Digiday Research: Instagram beats Facebook for content marketing
Social platforms may be less important for content marketing campaigns than they were a year ago, but they’re still favored by marketers over their owned and operated sites. And among those social platforms marketers have a clear favorite for their content marketing: Instagram.
Forty percent of marketers surveyed at last month’s Digiday Content Marketing Summit said Instagram was the best social platform for content marketing, while 29 percent said Facebook and 24 percent chose YouTube to round out the top three.
Because marketers are following users and increasingly gravitating towards video, marketers are likely to turn to platforms like Instagram or YouTube, where video viewing is a central part of the user experience. Vertical-video ads in Instagram Stories have been a hit with marketers like Smirnoff due to their 72 percent completion rate and value for money.
Facebook’s change to its news feed algorithm has also convinced companies such as Fandango to diversify its video marketing strategy and try out new platforms like Instagram, YouTube and Twitter. Because Facebook’s news feed now places greater emphasis on user-created posts, the reach of marketer posts has been stifled. As one marketer at the summit said, “We’ve seen everything go exponentially up on Instagram even as it goes down on Facebook.”

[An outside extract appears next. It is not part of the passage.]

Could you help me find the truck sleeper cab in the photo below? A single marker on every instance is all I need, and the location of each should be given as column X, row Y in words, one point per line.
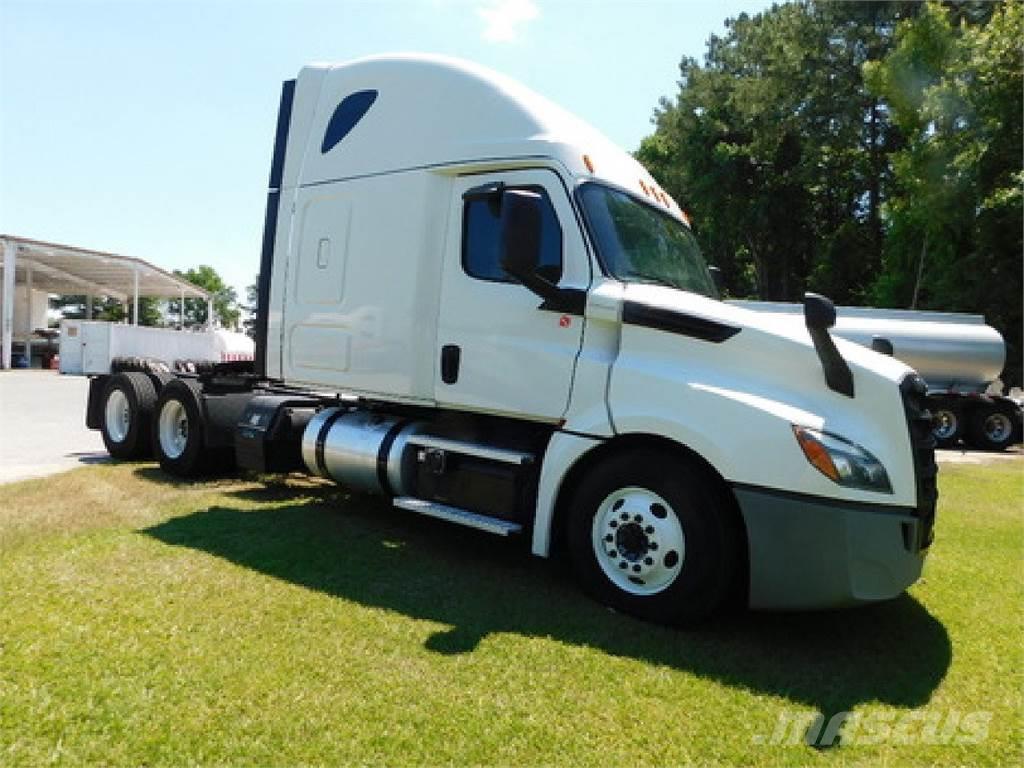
column 472, row 302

But even as other marketers at the Digiday Content Marketing Summit said Facebook was more useful as a customer service platform than a marketing one, others including GroupM’s chief digital investment officer, Susan Schiekofer, said they are sticking with it.
Meanwhile, Pinterest is making a play for more content marketing spending from advertisers with the release of its new API. Although only 5 percent of marketers said it was their best content marketing channel, Pinterest is hoping the release of new campaign measurement tools will encourage marketers — and specifically influencers — to do more with the platform.